Par un jugement n° 2414629 du 1er octobre 2024, le tribunal administratif de Paris a rejeté sa demande.
Procédure devant la cour :
Par une requête enregistrée le 15 octobre 2024, Mme A, représentée par Me Lechable, demande à la cour :
1°) d’annuler ce jugement ;
2°) d’annuler l’arrêté du 7 mai 2024 ;
3°) d’enjoindre au préfet de police de Paris, à titre principal, de lui délivrer un titre de séjour portant la mention « vie privée et familiale », dans un délai d’un mois à compter de la notification de la décision à intervenir et de lui délivrer, dans l’attente, une autorisation provisoire de séjour l’autorisant à travailler ;
4°) d’enjoindre au préfet de police de Paris, à titre subsidiaire, de réexaminer sa situation et de lui délivrer, dans l’attente, une autorisation provisoire de séjour l’autorisant à travailler ;
5°) de mettre à la charge de l’Etat la somme de 1 500 euros au titre des dispositions de l’article L. 761-1 du code de justice administrative.
Elle soutient que :
— le signataire de l’arrêté n’est pas compétent ;
— la décision portant refus de délivrance d’un titre de séjour est insuffisamment motivée ;
— elle est entachée d’un défaut d’examen sérieux de sa situation ;
— elle est entachée d’une erreur manifeste d’appréciation dès lors que sa situation répond aux conditions de délivrance d’un titre de séjour sur le fondement des dispositions de l’article L. 435-1 du code de l’entrée et du séjour des étrangers et du droit d’asile ;
— la décision portant obligation de quitter le territoire français est insuffisamment motivée ;
— elle est entachée d’un défaut d’examen sérieux de sa situation ;
— elle est entachée d’une erreur manifeste d’appréciation de sa situation ;
— elle méconnaît les stipulations de l’article 8 de la convention européenne de sauvegarde des droits de l’homme et des libertés fondamentales.
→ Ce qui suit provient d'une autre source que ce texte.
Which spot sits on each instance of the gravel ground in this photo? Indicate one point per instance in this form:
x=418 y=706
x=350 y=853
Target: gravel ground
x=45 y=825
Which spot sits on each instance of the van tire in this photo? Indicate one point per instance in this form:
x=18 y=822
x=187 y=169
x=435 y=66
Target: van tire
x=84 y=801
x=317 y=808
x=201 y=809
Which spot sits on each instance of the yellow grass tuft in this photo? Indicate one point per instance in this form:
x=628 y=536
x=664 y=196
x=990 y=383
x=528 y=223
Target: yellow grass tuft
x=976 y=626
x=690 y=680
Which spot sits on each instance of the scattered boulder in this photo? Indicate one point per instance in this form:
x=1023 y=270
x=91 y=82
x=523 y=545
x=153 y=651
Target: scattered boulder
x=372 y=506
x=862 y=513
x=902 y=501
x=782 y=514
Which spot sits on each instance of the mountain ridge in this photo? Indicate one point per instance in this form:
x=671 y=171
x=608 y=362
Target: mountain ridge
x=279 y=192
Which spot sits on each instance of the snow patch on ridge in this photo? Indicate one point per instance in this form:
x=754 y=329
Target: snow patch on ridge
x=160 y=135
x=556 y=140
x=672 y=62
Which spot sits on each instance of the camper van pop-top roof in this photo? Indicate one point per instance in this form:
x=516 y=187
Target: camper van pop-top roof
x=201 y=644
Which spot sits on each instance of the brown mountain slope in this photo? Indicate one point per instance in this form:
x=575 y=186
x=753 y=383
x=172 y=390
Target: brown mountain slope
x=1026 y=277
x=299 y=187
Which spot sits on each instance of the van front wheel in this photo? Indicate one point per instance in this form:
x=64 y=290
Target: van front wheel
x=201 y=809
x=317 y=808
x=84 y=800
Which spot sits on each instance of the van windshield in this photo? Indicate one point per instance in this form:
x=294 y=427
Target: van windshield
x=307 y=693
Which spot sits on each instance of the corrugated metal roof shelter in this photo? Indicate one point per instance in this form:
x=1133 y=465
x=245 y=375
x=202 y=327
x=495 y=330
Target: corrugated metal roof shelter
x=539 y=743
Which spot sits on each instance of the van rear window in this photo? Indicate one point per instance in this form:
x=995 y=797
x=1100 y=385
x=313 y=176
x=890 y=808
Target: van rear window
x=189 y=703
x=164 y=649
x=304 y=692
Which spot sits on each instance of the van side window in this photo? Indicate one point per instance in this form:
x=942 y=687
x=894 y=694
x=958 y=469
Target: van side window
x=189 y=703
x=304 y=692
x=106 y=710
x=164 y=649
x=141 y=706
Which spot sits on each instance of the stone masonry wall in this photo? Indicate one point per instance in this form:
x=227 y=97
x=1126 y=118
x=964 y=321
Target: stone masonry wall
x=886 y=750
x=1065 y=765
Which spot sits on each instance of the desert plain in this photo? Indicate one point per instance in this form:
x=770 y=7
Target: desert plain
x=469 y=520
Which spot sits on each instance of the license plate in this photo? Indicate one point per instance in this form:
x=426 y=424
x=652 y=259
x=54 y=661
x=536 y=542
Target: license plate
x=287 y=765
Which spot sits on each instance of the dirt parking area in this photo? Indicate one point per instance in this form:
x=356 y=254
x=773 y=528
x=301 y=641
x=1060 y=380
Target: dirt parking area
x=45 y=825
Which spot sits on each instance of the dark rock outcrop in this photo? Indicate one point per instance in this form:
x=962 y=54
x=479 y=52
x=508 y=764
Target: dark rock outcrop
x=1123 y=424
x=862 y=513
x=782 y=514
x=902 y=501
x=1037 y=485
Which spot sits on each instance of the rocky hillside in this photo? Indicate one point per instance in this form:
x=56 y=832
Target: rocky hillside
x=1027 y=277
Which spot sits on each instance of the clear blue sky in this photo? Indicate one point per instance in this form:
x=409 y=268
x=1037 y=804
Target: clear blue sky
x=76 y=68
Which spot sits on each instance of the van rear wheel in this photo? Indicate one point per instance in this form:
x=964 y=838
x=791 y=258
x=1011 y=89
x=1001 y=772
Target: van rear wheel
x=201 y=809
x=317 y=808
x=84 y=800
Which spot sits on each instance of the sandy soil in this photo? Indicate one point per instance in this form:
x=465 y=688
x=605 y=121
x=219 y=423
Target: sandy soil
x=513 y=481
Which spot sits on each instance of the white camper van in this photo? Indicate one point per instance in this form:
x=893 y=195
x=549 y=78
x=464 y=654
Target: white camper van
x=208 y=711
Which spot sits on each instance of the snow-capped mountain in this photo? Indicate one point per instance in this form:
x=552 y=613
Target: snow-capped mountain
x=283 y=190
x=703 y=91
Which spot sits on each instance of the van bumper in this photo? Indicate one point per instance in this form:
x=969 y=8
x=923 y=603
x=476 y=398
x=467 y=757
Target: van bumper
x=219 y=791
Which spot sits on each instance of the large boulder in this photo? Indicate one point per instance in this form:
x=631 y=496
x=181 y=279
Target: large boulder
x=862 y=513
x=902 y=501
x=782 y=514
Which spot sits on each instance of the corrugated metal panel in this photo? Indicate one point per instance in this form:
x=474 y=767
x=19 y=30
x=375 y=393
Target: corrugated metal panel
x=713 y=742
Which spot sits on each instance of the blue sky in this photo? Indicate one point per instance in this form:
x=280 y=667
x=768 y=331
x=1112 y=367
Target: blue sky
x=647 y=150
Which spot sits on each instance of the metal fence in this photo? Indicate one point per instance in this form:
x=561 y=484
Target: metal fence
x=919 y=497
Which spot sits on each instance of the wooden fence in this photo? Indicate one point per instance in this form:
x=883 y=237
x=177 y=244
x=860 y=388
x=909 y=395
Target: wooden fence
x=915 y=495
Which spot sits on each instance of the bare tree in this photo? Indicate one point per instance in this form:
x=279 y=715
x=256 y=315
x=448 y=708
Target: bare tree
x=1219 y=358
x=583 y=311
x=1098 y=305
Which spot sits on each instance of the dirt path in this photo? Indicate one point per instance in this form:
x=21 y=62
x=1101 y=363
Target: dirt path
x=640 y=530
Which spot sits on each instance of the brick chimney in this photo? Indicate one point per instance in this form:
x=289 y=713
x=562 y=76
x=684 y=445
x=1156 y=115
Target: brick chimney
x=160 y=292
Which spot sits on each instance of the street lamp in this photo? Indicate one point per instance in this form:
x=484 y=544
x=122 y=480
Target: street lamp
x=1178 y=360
Vu les autres pièces du dossier.
Vu :
— la convention européenne de sauvegarde des droits de l’homme et des libertés fondamentales ;
— le code de l’entrée et du séjour des étrangers et du droit d’asile ;
— le code de justice administrative.
Considérant ce qui suit :
1. Mme A, ressortissante moldave, née le 8 février 1978, a sollicité son admission exceptionnelle au séjour. Elle a demandé au tribunal administratif de Paris d’annuler l’arrêté du 7 mai 2024 par lequel le préfet de police de Paris a refusé de lui délivrer un titre de séjour, l’a obligée à quitter le territoire français dans un délai de trente jours et a fixé le pays de destination. Par la présente requête, elle fait appel du jugement du 1er octobre 2024 par lequel le tribunal administratif de Paris a rejeté sa demande tendant à l’annulation de cet arrêté.
2. En application du dernier alinéa de l’article R. 222-1 du code de justice administrative, les présidents des formations de jugement des cours « peuvent, () par ordonnance : rejeter () après l’expiration du délai de recours () les requêtes d’appel manifestement dépourvues de fondement ».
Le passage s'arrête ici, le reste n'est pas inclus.